COLUMNA

La década perdida japonesa

En circunstancias de desconfianza como la actual, las medidas de política keynesiana simples de bajada de tipos o de aumento del gasto público, por sí solas no sirven, según la autora. Considera que es necesario dar de baja a los malos activos y recapitalizar la banca

La resolución de la crisis financiera actual pasa por el desapalancamiento y el achatarramiento de los activos considerados deteriorados o de mala calidad. Estos fines son los que pretenden los planes aprobados por ciertos países, entre ellos España. Debe ser motivo de congratulación la rápida aprobación de los mismos y puede ser motivo de preocupación la tibieza de su uso por las entidades, que puede entenderse por motivos reputacionales o por el temor a que se genere una ola de desconfianza en la entidad.

Sin embargo, no se debe descartar el riesgo de que la desconfianza permanezca en el tiempo, sin que éste la resuelva. Parece conveniente recordar la denominada 'década perdida' de los años noventa en Japón. De hecho, ya ha habido economistas que señalan la mayor similitud de la crisis actual con la sufrida por Japón esos años que con la Gran Depresión de los años treinta. Tanto en el caso de Japón como en la actualidad, la crisis financiera siguió a un periodo de alzas bursátiles y de los precios inmobiliarios hasta niveles injustificados e insostenibles, fomentados por una amplia facilidad de liquidez. También hay numerosas diferencias, por ejemplo referidas al sector industrial o a la regulación financiera.

A los efectos de obtener lecciones sobre la crisis actual lo que interesa subrayar es que tras el estallido de la crisis, los bancos quedaron con activos dañados, en una coyuntura de debilidad económica creciente.
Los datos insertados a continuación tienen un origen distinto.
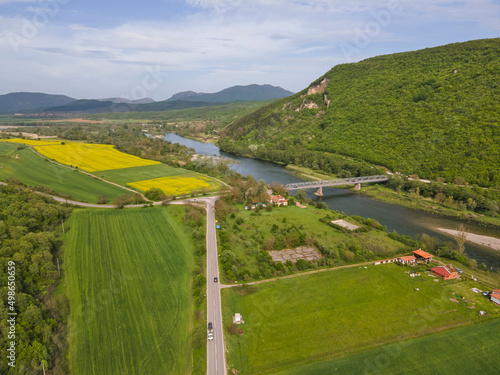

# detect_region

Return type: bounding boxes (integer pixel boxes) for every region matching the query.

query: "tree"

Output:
[113,193,132,209]
[145,188,164,201]
[296,189,307,201]
[97,192,107,204]
[454,224,467,255]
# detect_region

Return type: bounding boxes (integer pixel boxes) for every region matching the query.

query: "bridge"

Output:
[285,175,388,196]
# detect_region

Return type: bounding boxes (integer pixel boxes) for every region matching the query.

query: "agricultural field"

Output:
[221,263,500,374]
[275,318,500,375]
[3,138,63,146]
[129,176,214,195]
[64,207,197,374]
[0,141,127,203]
[3,138,223,197]
[98,163,223,195]
[34,142,160,172]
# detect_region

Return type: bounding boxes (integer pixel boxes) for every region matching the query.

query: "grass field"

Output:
[0,142,127,203]
[34,142,160,172]
[219,204,407,281]
[221,263,500,374]
[65,207,196,374]
[274,318,500,375]
[99,163,223,195]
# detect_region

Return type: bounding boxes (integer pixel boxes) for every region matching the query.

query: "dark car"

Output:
[208,322,213,330]
[214,277,218,282]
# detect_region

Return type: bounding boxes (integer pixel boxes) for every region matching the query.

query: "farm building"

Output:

En el caso de Japón, el retraso en reconocer el problema y la resistencia de las entidades financieras a manifestar su situación real contribuyeron a la prolongada deflación que sufrió la economía. En esas circunstancias, las medidas de política económica keynesianas simples de bajada de tipos de interés o de aumento del gasto público por sí solas no funcionan. La solución pasa por dar de baja los malos activos y recapitalizar las entidades financieras. No es posible una recuperación económica si el sistema financiero mantiene niveles significativos de activos malos.

La cuestión es que mientras estas posiciones no se deshagan, las entidades financieras no tendrán capacidad de conceder crédito a empresas que se encuentren en buena situación financiera y con perspectivas de negocio. Es decir, entonces aumentaría la posibilidad de generarse un credit crunch y de impedirse que se generen las bases para la recuperación económica. Como señalaba el Financial Times en su editorial del viernes 31 de octubre, hay que conseguir que los bancos vuelvan a prestar. Puede, según el FT que los bancos estén siendo cautelosos, no quieran adelantarse en asumir el riesgo de conceder financiación o no quieran refinanciar créditos no rentables concedidos en épocas anteriores debido a que ahora el coste de capital es superior.

Como se ha dicho, muchos Gobiernos ya han tomado medidas para permitir a las entidades financieras deshacerse de activos malos, recapitalizarlas si es necesario y garantizar sus emisiones, para abaratar el coste de la financiación. La etapa actual es la determinación del tamaño de los activos malos, que señalará las necesidades de nuevo capital. Puede que este proceso sea difícil si lo que ocurre es que están retornando a los balances bancarios activos colocados en vehículos, lo que se llamó el shadow financial system.

Pero por eso es importante evitar que las ayudas de liquidez o de financiación se dediquen a perpetuar la situación actual. Esta posibilidad conllevaría el peligro de la creación de problemas de moral hazard. También es importante que las nuevas emisiones garantizadas se dediquen a financiar negocios rentables, puesto que en otro caso se puede distorsionar el mecanismo de mercado al reducir las oportunidades de financiación a otros prestatarios.

Como se sabe todo proceso de desapalancamiento es doloroso para todos los agentes económicos. Implica en primer lugar, reconocer que muchos de los activos en cartera, valen menos. Y, supone una reducción de la velocidad de circulación del dinero por lo que la liquidez vale más y es más escasa. El coste crédito subirá porque las condiciones serán más estrictas y habrá menor disponibilidad, y ello a pesar de la reducción en los tipos ofíciales de interés. Esto afectará a las empresas que pueden verse obligadas a deshacerse, a su vez, de activos poco rentables y a las familias, que deberán reevaluar los motivos y su capacidad de endeudamiento. El proceso de achatarramiento afectará, pues, a todos.